The approach is based on using sensory neurons derived from well-characterised iPSCs produced by Censo combined with Cellectricon’s unique screening technologies, IP and know-how. By utilizing human iPSC-derived sensory neurons and a physiological stimulus (electric field stimulation; EFS) in combination with calcium imaging in a high capacity format, we can detect changes in neuronal excitability in a screening setting. The iPSC-derived neurons express key gene and protein markers of sensory neural development and specific, pain-relevant targets and are well-adapted to screening in 384-well format.
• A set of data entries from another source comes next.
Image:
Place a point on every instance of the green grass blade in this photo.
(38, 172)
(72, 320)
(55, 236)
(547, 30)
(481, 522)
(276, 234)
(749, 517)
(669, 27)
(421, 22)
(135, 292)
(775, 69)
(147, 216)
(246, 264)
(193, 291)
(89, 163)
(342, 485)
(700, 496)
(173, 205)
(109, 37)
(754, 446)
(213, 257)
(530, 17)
We demonstrate that the approach has a translational predictability and present data on clinically used drugs (e.g. gabapentin and naproxen) as well as tool compounds such as novel sodium channel inhibitors. There is a good agreement between inhibition of excitability as measured by EFS in human iPSC-derived sensory neurons and effect in the clinic as well as conventional methods in human dorsal root ganglion neurons.
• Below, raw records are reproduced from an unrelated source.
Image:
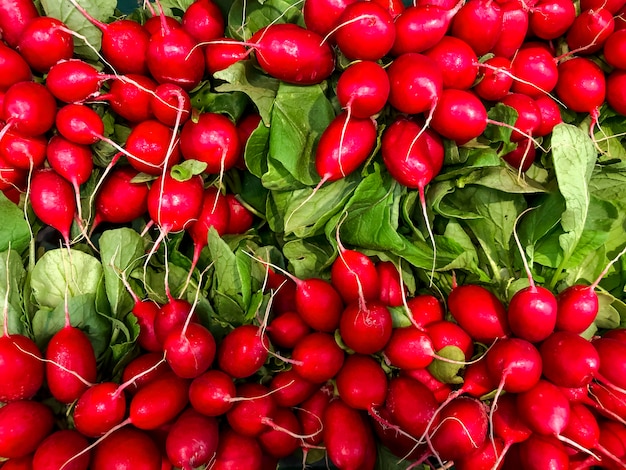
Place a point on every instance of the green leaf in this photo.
(62, 271)
(14, 229)
(12, 276)
(63, 10)
(121, 251)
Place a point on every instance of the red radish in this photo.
(361, 383)
(23, 425)
(282, 441)
(416, 83)
(21, 151)
(354, 275)
(44, 42)
(420, 27)
(243, 351)
(535, 71)
(321, 16)
(211, 138)
(515, 364)
(479, 312)
(119, 200)
(365, 327)
(569, 360)
(126, 448)
(550, 19)
(131, 97)
(29, 108)
(222, 53)
(347, 436)
(14, 17)
(13, 68)
(240, 218)
(169, 102)
(484, 12)
(514, 29)
(189, 350)
(150, 147)
(293, 54)
(392, 289)
(53, 200)
(237, 451)
(365, 31)
(60, 446)
(462, 428)
(212, 393)
(203, 21)
(496, 79)
(459, 115)
(343, 146)
(99, 409)
(457, 61)
(363, 88)
(287, 329)
(528, 115)
(289, 389)
(590, 30)
(317, 357)
(192, 440)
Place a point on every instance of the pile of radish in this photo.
(356, 234)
The results show the advantage of using a phenotypic screening platform in conjunction with high quality human iPSC-derived sensory neurons to provide a higher-throughput means of quantifying the excitability of human neurons whilst maintaining the translational validity. This platform enables the identification and prioritization of novel molecules that are likely to modulate chronic pain earlier on in the drug development process.

The attendees will:

  • Learn about phenotypic screening approaches in pain research and how iPSC-derived neurons can be used in drug discovery.
  • Gain knowledge of compound profiling to advance research in the CNS and pain therapeutic fields.
  • Gain insight into sourcing and production of high quality iPSC-derived sensory neurons.
  • Get an understanding of the principles of the humanized phenotypic screening platform and how it can be applied for stem cell-based screening against disease-relevant phenotypes.

Presented by:

Paul Karila, PhD, VP of Discovery Services, Cellectricon

Paul is responsible for building and providing discovery services at Cellectricon’s labs in Mölndal, Sweden employing excitable native and stem cell models. Paul joined Cellectricon from AstraZeneca (AZ) where he held leadership positions at the Departments of Molecular Pharmacology and Neuroscience. Paul led teams responsible for ion channel and GPCR profiling in LI-LO phase, mainly on analgesia targets. Prior to joining AZ, Paul was a Postdoctoral Fellow at School of Medicine, University of Pittsburgh, PA, USA studying neurobiology using electrophysiological methods. Paul earned his PhD at the University of Gothenburg, Sweden in 1997.

Ashley Barnes, Head of Drug Discovery Services, Censo Biotechnologies

Ashley is responsible for leading the drug discovery service group in Babraham, Cambridge, UK. He joined Censo in 2016 following 21 years at GlaxoSmithKline. Ashley has extensive experience in drug discovery including target validation, screening and assay development. He has disease and programme leadership expertise in neuroscience, respiratory, and inflammation.